Senin 02 Jan 2023 12:47 WIB

PBB dan Taliban Bahas Larangan Perempuan Bekerja di LSM

Larangan Taliban buat badan bantuan internasional tangguhkan operasi di Afganistan

Rep: Rizky Jaramaya/ Red: Esthi Maharani
 Seorang siswi Afganistan meninggalkan Institut Pendidikan Tinggi Mirwais Neeka di Kandahar, Afganistan, 21 Desember 2022. Taliban yang berkuasa telah melarang perempuan untuk kuliah di Afganistan, menurut perintah yang dikeluarkan pada 20 Desember 2022. Setelah mendapatkan kembali kekuasaan, Taliban awalnya bersikeras bahwa hak-hak perempuan tidak akan terhalang, sebelum melarang anak perempuan berusia di atas 12 tahun untuk bersekolah awal tahun ini. Utusan PBB untuk negara itu, Roza Otunbayeva, sekali lagi mengutuk penutupan sekolah menengah untuk anak perempuan, sebuah langkah yang menurutnya berarti tidak akan ada lagi siswa perempuan yang memenuhi syarat untuk masuk universitas dalam waktu dua tahun.
Foto: EPA-EFE/STRINGER
Seorang siswi Afganistan meninggalkan Institut Pendidikan Tinggi Mirwais Neeka di Kandahar, Afganistan, 21 Desember 2022. Taliban yang berkuasa telah melarang perempuan untuk kuliah di Afganistan, menurut perintah yang dikeluarkan pada 20 Desember 2022. Setelah mendapatkan kembali kekuasaan, Taliban awalnya bersikeras bahwa hak-hak perempuan tidak akan terhalang, sebelum melarang anak perempuan berusia di atas 12 tahun untuk bersekolah awal tahun ini. Utusan PBB untuk negara itu, Roza Otunbayeva, sekali lagi mengutuk penutupan sekolah menengah untuk anak perempuan, sebuah langkah yang menurutnya berarti tidak akan ada lagi siswa perempuan yang memenuhi syarat untuk masuk universitas dalam waktu dua tahun.

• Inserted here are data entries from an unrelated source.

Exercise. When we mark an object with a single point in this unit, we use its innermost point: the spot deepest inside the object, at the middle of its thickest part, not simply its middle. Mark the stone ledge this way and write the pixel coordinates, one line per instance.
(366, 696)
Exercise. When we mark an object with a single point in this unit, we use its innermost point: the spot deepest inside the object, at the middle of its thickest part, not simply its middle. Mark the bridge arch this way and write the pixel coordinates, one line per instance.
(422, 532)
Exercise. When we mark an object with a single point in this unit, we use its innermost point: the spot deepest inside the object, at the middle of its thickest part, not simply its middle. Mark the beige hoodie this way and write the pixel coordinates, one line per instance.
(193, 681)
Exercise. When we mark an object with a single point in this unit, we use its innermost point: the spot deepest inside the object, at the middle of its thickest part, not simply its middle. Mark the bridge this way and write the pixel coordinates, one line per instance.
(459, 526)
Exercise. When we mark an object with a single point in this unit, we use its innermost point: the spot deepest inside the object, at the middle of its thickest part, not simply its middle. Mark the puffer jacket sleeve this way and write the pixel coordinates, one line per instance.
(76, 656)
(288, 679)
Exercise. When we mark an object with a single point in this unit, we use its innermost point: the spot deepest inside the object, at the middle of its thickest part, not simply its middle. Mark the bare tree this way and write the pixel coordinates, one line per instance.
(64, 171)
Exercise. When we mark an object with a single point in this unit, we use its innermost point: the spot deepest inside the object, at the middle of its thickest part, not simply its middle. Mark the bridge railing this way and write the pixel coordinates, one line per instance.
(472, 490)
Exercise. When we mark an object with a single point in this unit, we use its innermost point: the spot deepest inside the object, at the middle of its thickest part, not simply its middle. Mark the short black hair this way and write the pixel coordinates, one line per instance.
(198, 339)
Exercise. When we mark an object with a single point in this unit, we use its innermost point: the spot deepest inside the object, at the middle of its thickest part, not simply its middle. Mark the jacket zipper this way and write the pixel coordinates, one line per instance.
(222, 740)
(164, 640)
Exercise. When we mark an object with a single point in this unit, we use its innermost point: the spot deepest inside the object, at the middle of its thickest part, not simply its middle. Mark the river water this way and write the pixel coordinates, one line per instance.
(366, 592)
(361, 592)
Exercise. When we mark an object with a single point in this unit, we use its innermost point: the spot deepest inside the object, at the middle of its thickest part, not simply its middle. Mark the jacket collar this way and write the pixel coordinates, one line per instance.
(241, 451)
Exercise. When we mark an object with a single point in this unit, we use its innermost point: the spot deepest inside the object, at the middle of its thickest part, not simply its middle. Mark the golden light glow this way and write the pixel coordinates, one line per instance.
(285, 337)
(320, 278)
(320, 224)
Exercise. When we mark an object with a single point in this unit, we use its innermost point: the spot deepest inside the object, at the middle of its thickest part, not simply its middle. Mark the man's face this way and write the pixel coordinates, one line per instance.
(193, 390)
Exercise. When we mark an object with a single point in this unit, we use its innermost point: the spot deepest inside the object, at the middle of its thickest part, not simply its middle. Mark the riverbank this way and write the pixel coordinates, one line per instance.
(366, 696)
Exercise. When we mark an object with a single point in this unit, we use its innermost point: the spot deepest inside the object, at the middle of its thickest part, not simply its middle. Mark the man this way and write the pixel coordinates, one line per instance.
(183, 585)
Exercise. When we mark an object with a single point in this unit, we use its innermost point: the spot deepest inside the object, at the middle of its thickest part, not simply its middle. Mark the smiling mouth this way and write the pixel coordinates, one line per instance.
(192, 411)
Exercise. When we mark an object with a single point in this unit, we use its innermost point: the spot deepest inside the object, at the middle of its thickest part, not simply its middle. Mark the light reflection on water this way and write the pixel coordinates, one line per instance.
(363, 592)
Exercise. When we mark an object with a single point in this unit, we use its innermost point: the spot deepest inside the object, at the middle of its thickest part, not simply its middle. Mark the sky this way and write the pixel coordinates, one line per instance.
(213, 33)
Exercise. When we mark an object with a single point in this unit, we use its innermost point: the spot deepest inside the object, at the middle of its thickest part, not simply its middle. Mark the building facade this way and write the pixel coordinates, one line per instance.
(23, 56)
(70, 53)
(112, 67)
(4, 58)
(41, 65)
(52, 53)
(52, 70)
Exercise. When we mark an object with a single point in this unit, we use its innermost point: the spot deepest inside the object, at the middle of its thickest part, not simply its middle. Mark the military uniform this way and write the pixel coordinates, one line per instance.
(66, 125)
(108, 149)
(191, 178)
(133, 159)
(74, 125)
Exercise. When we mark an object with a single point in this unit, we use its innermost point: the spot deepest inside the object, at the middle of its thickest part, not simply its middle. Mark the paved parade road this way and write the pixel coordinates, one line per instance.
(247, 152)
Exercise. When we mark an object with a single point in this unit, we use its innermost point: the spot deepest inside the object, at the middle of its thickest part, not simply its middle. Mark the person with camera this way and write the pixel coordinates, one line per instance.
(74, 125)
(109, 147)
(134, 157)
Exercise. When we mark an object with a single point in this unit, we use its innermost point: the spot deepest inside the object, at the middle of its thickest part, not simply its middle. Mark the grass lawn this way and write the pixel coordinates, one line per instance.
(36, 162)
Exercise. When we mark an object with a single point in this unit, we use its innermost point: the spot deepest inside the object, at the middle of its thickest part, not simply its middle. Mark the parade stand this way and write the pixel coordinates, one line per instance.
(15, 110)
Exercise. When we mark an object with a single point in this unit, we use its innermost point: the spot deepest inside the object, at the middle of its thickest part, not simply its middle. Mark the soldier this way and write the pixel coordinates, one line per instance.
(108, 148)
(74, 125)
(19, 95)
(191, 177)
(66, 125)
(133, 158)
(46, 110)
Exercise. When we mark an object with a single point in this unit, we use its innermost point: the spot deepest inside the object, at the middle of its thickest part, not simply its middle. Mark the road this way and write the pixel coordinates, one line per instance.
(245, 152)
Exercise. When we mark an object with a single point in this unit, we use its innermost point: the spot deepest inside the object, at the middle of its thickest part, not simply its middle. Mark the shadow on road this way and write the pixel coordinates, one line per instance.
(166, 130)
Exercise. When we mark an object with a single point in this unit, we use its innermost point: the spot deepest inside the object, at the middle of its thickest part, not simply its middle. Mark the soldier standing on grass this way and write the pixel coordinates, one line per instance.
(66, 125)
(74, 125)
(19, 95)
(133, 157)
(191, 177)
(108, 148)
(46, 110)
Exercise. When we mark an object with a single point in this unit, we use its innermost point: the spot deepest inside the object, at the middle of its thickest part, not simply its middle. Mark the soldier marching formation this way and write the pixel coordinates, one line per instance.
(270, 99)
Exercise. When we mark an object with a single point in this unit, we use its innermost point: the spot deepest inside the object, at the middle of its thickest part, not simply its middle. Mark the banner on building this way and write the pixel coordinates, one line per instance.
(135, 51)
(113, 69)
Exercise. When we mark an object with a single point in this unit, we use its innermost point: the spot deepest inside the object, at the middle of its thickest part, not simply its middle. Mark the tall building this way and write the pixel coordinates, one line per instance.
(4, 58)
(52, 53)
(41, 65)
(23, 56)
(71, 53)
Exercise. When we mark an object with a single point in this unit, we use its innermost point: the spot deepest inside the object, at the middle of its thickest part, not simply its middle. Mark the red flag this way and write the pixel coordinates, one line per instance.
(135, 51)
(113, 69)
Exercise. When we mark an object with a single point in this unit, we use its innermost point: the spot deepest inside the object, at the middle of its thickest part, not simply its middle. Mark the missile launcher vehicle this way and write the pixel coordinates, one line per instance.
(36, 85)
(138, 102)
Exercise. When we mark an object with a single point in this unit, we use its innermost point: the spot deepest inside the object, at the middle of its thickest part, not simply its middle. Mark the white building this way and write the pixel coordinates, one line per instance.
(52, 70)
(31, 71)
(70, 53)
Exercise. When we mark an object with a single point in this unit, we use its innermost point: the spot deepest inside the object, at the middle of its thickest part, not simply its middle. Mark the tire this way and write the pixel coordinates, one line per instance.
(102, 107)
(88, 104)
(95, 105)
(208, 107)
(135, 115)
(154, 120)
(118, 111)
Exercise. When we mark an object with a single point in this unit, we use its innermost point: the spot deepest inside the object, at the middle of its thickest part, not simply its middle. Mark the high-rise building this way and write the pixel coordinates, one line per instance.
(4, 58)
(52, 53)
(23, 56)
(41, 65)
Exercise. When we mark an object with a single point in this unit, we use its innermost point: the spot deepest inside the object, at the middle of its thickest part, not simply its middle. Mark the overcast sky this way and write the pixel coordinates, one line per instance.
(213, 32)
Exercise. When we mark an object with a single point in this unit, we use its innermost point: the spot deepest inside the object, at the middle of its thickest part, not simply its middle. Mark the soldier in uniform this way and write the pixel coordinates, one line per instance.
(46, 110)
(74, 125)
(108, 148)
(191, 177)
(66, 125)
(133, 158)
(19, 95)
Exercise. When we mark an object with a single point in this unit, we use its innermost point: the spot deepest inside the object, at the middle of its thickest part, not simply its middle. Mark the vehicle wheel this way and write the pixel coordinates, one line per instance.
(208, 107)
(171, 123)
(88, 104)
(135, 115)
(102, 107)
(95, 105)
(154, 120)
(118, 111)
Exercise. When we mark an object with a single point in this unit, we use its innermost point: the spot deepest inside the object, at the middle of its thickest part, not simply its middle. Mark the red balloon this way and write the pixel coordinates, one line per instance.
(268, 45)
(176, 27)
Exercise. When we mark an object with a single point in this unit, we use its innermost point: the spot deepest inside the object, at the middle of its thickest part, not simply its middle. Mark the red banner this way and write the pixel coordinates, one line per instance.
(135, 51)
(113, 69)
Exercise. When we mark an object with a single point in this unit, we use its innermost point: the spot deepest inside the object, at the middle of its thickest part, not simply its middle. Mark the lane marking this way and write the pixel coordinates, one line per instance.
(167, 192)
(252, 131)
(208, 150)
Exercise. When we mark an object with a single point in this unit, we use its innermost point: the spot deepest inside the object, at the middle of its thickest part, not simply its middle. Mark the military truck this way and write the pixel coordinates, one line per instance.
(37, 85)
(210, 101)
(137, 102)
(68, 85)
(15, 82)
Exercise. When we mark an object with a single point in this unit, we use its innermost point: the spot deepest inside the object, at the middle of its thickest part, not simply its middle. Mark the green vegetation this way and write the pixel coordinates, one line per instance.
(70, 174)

REPUBLIKA.CO.ID, KABUL -- Seorang pejabat senior PBB di Afghanistan bertemu dengan wakil perdana menteri pemerintah yang dipimpin Taliban pada Ahad (1/1/2023). Pertemuan ini bertujuan untuk membahas larangan perempuan bekerja untuk kelompok non-pemerintah (LSM) milik asing.

Keputusan pemerintah Taliban untuk melarang perempuan bekerja di LSM telah mendorong badan-badan bantuan internasional besar untuk menangguhkan operasi di Afghanistan. Larangan itu menimbulkan kekhawatiran bahwa warga Afghanistan akan kekurangan makanan, pendidikan, perawatan kesehatan, dan layanan penting lainnya. Lebih dari setengah populasi Afghanistan membutuhkan bantuan kemanusiaan yang mendesak.

Baca Juga

Wakil Kepala Misi PBB di Afghanistan, Potzel Markus, bertemu dengan Maulvi Abdul Salam Hanafi di Ibu Kota Kabul untuk membahas larangan tersebut. Mereka juga membahas pembatasan hak perempuan Afghanistan lainnya, seperti larangan untuk mengakses perguruan tinggi.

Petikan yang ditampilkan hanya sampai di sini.